Research and grant contribution revenues were $0.5 million compared to $2.7 million in last year’s second quarter.
Costs and expenses, excluding costs of product revenue, were $10.8 million, compared to $11.4 million in last year’s second quarter and were at the low end of guidance. Total costs and expenses include depreciation andnon-cash stock compensation of $2.0 million in the second quarter compared to $4.5 million in last year’s second quarter, a decrease primarily due to last year’s vesting of performance-based RSUs.
Operating margins were a loss of $13.8 million, compared to a loss of $10.9 million in last year’s second quarter.
Net interest expense and other income was $1.9 million compared to $1.4 million in last year’s second quarter.

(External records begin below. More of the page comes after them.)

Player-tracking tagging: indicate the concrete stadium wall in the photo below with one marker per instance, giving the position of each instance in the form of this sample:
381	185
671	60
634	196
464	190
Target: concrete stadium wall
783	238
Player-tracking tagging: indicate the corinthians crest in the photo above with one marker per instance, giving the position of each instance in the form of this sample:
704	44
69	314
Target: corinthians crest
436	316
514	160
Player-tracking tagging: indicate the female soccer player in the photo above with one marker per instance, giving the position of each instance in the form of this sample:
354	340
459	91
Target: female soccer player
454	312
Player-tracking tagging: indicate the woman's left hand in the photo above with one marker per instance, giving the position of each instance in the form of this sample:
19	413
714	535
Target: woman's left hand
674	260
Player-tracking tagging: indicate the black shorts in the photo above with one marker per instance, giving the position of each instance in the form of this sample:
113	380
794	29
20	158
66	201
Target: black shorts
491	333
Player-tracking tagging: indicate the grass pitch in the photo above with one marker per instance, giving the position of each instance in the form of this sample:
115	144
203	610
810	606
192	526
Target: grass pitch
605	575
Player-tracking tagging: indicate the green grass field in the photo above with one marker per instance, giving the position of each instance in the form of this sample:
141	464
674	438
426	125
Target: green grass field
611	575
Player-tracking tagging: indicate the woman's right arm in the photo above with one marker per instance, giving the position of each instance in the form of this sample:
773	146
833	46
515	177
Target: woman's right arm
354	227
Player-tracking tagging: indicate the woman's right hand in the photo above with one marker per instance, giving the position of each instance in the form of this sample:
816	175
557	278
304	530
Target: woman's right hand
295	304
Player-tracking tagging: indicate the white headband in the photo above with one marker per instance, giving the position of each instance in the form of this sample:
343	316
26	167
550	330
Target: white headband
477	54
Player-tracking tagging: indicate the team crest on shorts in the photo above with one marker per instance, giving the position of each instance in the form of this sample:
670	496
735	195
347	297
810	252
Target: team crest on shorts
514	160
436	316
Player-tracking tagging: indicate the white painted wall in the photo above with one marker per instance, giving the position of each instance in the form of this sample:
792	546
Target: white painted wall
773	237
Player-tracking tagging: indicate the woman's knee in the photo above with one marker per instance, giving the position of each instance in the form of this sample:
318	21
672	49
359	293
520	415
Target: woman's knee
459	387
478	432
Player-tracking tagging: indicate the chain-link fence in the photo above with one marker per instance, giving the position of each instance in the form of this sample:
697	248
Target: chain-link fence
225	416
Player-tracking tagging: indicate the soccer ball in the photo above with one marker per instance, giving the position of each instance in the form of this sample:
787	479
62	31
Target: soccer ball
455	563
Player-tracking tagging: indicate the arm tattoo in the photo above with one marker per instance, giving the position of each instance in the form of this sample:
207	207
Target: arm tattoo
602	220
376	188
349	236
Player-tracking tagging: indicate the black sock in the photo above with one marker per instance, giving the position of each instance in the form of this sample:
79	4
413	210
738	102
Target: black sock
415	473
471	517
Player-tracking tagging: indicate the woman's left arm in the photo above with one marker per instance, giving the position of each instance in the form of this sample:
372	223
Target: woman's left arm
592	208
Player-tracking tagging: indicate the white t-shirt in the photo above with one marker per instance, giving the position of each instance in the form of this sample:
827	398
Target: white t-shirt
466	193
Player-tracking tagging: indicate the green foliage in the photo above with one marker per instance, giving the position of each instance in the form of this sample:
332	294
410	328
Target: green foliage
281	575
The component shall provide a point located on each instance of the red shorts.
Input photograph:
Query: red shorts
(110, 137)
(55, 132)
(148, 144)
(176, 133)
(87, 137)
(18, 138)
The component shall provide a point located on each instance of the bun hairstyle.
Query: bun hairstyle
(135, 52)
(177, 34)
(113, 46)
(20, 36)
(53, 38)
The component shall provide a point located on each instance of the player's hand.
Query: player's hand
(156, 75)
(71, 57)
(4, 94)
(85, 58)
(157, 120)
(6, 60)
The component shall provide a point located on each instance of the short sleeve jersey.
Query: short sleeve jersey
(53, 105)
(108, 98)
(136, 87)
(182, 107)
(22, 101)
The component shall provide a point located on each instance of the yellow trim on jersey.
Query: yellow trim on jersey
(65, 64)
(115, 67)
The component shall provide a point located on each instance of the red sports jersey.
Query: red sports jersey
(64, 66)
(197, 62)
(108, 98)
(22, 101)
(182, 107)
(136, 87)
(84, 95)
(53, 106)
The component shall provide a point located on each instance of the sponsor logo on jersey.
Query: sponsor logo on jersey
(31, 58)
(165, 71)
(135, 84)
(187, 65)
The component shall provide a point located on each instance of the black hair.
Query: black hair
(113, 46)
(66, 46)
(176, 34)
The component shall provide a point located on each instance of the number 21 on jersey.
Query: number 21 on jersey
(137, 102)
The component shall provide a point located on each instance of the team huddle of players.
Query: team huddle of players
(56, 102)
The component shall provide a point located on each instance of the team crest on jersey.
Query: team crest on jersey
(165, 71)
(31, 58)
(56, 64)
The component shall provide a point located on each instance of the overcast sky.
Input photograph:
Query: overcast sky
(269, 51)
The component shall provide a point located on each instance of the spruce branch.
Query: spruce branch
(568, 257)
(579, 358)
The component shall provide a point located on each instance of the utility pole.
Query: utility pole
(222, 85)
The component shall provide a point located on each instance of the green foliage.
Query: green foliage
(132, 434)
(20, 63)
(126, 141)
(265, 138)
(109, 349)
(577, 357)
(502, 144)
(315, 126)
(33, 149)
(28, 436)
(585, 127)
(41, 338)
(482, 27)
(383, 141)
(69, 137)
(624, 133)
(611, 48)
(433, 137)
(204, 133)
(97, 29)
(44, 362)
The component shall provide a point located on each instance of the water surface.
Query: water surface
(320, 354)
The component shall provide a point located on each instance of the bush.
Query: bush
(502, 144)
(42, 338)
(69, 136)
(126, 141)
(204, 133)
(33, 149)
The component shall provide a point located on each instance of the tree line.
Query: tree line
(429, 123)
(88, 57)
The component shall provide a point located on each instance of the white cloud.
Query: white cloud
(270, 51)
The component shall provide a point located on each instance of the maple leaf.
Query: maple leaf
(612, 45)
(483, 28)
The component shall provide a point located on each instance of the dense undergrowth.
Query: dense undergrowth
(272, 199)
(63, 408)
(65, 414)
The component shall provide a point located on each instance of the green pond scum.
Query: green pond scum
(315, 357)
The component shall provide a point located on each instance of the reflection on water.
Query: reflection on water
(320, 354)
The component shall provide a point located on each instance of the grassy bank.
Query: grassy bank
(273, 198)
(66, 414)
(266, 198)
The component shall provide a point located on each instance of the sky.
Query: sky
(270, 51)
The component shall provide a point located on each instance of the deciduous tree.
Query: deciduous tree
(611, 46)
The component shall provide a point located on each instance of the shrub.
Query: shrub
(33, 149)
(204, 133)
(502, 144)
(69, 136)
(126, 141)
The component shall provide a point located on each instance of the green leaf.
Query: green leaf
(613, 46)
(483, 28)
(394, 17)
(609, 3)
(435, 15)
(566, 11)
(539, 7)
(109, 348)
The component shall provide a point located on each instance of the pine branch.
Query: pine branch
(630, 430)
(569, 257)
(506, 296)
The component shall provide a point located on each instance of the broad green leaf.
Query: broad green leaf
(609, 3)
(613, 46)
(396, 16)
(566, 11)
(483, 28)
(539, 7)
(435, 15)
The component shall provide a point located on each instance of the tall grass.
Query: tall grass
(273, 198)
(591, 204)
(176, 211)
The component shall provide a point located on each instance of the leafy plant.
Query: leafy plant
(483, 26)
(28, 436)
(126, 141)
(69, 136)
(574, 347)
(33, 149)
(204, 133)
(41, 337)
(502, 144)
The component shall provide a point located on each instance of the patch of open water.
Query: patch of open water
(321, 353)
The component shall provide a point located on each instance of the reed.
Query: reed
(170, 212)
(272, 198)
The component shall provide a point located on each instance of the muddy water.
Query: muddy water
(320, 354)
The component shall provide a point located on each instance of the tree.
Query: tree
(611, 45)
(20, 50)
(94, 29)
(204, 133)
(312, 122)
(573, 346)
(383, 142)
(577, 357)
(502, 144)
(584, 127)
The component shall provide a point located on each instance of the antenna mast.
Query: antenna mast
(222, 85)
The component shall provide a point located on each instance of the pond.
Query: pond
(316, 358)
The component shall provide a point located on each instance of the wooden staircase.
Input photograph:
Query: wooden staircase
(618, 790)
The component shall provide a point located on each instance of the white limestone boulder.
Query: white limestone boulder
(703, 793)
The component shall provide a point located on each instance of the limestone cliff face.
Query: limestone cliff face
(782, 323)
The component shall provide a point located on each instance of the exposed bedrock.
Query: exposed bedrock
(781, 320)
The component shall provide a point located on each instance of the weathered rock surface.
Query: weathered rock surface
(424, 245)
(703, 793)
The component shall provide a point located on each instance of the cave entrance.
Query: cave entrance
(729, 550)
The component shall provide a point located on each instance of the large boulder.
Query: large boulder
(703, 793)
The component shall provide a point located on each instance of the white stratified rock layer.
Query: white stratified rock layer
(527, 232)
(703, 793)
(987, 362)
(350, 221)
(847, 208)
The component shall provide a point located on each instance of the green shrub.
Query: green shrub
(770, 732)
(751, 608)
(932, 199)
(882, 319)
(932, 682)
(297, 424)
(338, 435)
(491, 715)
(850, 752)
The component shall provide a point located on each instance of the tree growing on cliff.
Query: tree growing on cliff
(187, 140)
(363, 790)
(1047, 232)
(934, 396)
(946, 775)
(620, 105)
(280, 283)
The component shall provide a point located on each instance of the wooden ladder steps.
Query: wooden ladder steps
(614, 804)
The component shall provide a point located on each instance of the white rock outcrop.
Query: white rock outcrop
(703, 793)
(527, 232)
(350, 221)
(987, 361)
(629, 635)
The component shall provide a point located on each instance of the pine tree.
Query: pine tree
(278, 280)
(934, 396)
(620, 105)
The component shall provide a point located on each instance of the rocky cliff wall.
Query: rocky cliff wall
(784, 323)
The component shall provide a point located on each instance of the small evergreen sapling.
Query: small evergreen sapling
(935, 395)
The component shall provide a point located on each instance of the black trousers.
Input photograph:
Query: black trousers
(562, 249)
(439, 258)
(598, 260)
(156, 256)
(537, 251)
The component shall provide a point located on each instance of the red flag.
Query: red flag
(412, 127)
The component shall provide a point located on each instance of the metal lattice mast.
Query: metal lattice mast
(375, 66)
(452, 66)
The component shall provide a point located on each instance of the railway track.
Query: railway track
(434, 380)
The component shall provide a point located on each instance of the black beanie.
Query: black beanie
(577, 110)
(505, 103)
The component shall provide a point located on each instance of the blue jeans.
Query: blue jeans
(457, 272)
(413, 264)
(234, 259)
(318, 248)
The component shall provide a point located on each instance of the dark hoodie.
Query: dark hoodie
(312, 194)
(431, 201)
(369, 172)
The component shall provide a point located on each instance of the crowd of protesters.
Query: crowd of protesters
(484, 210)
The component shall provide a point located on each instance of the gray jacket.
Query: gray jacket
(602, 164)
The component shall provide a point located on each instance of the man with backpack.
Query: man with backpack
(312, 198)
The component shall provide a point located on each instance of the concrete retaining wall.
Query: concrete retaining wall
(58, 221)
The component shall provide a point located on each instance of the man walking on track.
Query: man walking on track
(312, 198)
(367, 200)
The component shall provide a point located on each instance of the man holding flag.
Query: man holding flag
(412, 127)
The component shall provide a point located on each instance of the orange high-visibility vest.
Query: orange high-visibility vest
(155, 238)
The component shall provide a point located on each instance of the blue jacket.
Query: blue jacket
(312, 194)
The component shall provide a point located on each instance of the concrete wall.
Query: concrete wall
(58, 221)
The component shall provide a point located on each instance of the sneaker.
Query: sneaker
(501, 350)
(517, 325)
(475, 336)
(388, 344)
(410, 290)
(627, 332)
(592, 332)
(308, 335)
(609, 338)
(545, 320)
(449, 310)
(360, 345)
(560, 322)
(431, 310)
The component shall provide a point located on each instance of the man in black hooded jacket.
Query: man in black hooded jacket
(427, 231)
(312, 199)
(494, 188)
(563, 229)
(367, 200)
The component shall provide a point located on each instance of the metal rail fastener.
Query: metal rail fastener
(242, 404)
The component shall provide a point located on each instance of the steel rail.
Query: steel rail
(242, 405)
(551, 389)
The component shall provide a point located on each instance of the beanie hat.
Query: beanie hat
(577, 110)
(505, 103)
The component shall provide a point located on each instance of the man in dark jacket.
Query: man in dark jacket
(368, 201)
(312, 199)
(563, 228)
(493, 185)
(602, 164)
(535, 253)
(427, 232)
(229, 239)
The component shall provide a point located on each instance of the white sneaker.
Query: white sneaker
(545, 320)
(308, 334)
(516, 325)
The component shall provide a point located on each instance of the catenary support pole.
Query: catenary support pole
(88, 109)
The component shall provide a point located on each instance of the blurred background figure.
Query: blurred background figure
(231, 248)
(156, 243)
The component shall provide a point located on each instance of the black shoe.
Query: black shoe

Our net loss was $15.6 million, ($0.35) per share, compared to a net loss in last year’s second quarter of $12.3 million, ($0.32) per share. Weighted average shares outstanding were 44.4 million compared to 38.3 million in last year’s second quarter.
2019 Outlook:
The following forward-looking statements reflect estimates based on information as of July 30, 2019 and are subject to uncertainty.
For the full year 2019, we are revising our financial guidance as follows:
For the full year 2019, total revenue is expected to be $8.7 million to $9.6 million and we expect product revenues in the range of $5.7 million to $6.1 million. This considers lower than previously anticipated T2Bacteria system placements, partially offset by continued growth with T2Bacteria customers that are online, T2Candida and growth in our international business. Research and grant contribution revenues for the full year are expected to be in the range of $3.0 to $3.5 million, contingent on a possible research collaboration. As John noted, we have a pending contract that is expected to close 3 months later than previously anticipated.
For the third quarter, we expect product revenue to be in the range of $1.4 million to $1.5 million.
For 2019 we expect to close 43 to 53 T2Dx Instrument placement contracts, or 20 to 30 contracts in the second half of the year, and 10 to 15 in the third and fourth quarters.
As you consider product revenue growth, please keep in mind the following guidelines that we have outlined on prior calls:
Historically, it took new instruments an average of 3 to 6 months to go live and begin patient testing. As John outlined today, for T2Bacteria this timing has extended beyond six months for many customers and is averaging closer to 9 months. During this period, the Company typically receives nominal revenue unless the instrument has been purchased by the hospital, which in the United States occurs about 15% of the time. International distributors typically purchase instruments at a 30% discount off the list price of $100,000 per instrument.